Type 2 Debate
Gill Eapen
CEO | AI | SaaS | Decision-Making | Healthcare | Life Sciences | Manufacturing | Economics | Digital Transformation | Finance
A recent article (1) brings the current diagnostic and treatment regimens for those who are deemed to be at risk for progressing into Type 2 Diabetes, into question. The arguments are fair and the conflicts are clear. But what the article misses is the risk/return trade-off for the wretched condition. The total cost of diabetes related cost in the US alone is fast approaching $0.5 Trillion. With India and China running fast to the precipice, happily feeding on Western food, we do have a significant issue to deal with.
So, there are two important questions. First, do we have a reasonable idea of the risk of incidence and progression? Age old heuristics such as fasting blood sugar has been shown to be utterly useless. The current golden metric, A1c, is likely equally flawed. The answer to this question appears to be an emphatic no. And second, are the people in charge of prescribing the thresholds for diagnosis and prevention influenced by factors outside science. Unfortunately, the answer to this is likely yes.

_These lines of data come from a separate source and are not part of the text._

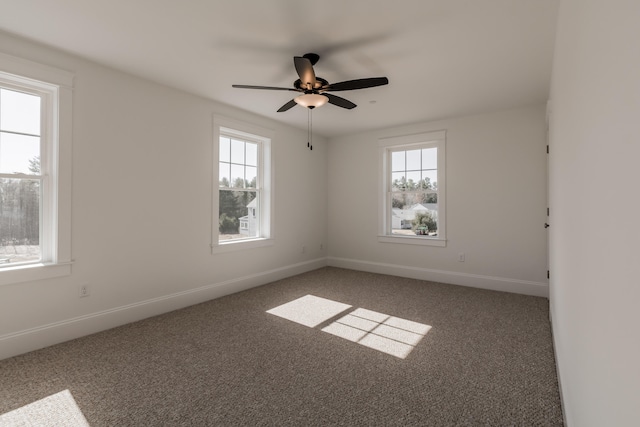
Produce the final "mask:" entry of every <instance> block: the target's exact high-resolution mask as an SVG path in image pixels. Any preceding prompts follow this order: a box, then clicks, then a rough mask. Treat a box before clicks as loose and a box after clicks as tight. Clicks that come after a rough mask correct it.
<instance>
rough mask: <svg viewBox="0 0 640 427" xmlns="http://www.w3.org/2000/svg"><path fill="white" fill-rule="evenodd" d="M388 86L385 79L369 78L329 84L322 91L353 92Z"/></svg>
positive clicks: (381, 78)
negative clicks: (328, 84)
mask: <svg viewBox="0 0 640 427" xmlns="http://www.w3.org/2000/svg"><path fill="white" fill-rule="evenodd" d="M386 84H389V79H387V78H386V77H370V78H368V79H356V80H347V81H345V82H339V83H331V84H330V85H328V86H326V87H324V88H322V90H330V91H338V90H354V89H366V88H369V87H376V86H383V85H386Z"/></svg>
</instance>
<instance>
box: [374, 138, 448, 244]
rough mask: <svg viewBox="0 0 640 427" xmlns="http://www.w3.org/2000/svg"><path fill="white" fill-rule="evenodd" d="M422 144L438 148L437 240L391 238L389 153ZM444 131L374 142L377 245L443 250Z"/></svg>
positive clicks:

Medicine has always shunned data and analytics in making decisions. This has set them so far behind, the US spends close to 20% of its GDP for worse outcomes. And aging regulators, still using century old statistical measurements to make decisions, makes this worse. The manufacturers, bloated with conventional statisticians, ever ready to prove what the regulators seek, are progressing backward in time. So, it is not surprising that we have ended up in a confusing muddle regarding a disease state that affects close 20% of the world population.
Now, what? It is easy to show statistics that claims only 2% of the pre-diabetics progress into diabetes. Since we are unclear as to the "precise," demarcation between pre and post diabetes, a more relevant question is what the total cost is on the system. A few thousand years ago, humans invented agriculture - and it clearly had an impact on their health. Meat eating humans for millennia, moved to stuff their bodies are not designed to process. In the last hundred years, they had too much to eat and that will certainly create problems not only for their organs, efficiently designed for very little food but also their infrastructure, designed for a slim body. Half the world's population now exceed the parameters of original designs.
Medicine has to embrace modern technology. Doctors should not be simply following rules put down blindly, regulators have to open their windows and realize that the "p-value," is a dead construct and manufacturers need to understand that their job is not a constrained optimization based on what the regulators think.
It is time for the industry to move on.